Emma Cooper’s three-part Netflix docuseries “DEPP V HEARD” recontextualizes the disturbingly popular defamation trial between actor-exes Johnny Depp and Amber Heard.
On August 16th, Netflix premiered Depp v. Heard, a three-part documentary about Johnny Depp and Amber Heard’s historic Virginia defamation trial. Though the seven-week trial concluded on June 1, 2022, with the court finding Heard liable on three counts of defamation (awarding Depp $10.35 million in damages) and Depp liable on one count of defamation (awarding Heard $2 million in damages), its ramifications continue to this day, including how Team Depp managed to rally a number of opportunistic online content creators to the Pirates of the Caribbean actor’s defence and weaponize social media against Heard.
This trial-turned-public spectacle centred on an op-ed Heard wrote in The Washington Post with the help of the ACLU, referring to herself as “a public figure representing domestic abuse” who “spoke up against sexual violence.” And, despite the fact that neither party lives in Virginia and The Washington Post is not headquartered there, Depp’s team was allowed to utilise Virginia as a venue since the paper has servers there. It was also most likely a plan on the side of Team Depp, given that Virginia has some of the weakest anti-SLAPP statutes in the country — laws that shield persons from defamation actions — and permits its trials to be livestreamed with a judge’s permission.

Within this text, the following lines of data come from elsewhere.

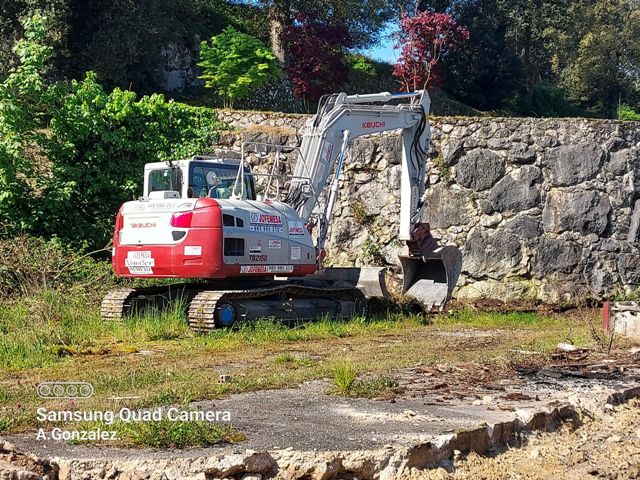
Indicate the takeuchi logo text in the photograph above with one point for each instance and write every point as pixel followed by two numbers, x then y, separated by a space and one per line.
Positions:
pixel 374 124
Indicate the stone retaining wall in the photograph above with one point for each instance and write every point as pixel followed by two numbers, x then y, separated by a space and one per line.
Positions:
pixel 541 208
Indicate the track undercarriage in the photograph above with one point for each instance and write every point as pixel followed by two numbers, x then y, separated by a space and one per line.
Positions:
pixel 207 308
pixel 333 293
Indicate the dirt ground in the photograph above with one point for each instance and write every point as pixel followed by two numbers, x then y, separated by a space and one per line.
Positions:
pixel 608 448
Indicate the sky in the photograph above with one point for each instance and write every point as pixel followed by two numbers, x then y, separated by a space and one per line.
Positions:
pixel 384 51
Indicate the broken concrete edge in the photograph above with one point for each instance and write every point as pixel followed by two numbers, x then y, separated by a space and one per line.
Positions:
pixel 388 463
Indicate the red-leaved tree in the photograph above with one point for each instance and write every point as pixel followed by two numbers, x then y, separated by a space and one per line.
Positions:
pixel 423 39
pixel 315 56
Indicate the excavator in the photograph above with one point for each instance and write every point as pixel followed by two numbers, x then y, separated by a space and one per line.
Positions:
pixel 245 256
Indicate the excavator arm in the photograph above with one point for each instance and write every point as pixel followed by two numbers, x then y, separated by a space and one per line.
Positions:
pixel 429 272
pixel 340 119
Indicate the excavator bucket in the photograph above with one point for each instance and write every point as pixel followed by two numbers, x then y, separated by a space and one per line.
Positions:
pixel 431 278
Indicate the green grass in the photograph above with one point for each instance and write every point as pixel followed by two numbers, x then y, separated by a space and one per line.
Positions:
pixel 45 329
pixel 292 360
pixel 164 433
pixel 344 376
pixel 347 383
pixel 68 341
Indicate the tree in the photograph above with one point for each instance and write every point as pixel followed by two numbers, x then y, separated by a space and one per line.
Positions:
pixel 487 70
pixel 316 61
pixel 71 154
pixel 235 64
pixel 596 54
pixel 424 39
pixel 363 20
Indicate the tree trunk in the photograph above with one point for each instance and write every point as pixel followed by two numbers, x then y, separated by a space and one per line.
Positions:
pixel 278 18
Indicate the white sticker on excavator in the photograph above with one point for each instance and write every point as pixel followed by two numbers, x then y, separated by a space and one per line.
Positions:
pixel 266 269
pixel 327 151
pixel 139 262
pixel 195 250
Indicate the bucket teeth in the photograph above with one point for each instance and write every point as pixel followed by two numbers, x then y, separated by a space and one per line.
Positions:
pixel 430 279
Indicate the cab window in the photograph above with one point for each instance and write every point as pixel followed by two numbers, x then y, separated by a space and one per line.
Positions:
pixel 216 181
pixel 165 179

While one fully expected Depp v. Heard to be an exploitative and empty affair, similar to Max’s recent documentary Kim Vs. Kanye: The Divorce, it instead serves as a valuable cultural corrective, recontextualizing the trial by analysing how social media was used to twist Heard’s testimony and damage her reputation, as well as the significant amount of pre-trial evidence supporting Heard that was somehow deemed inadmissible.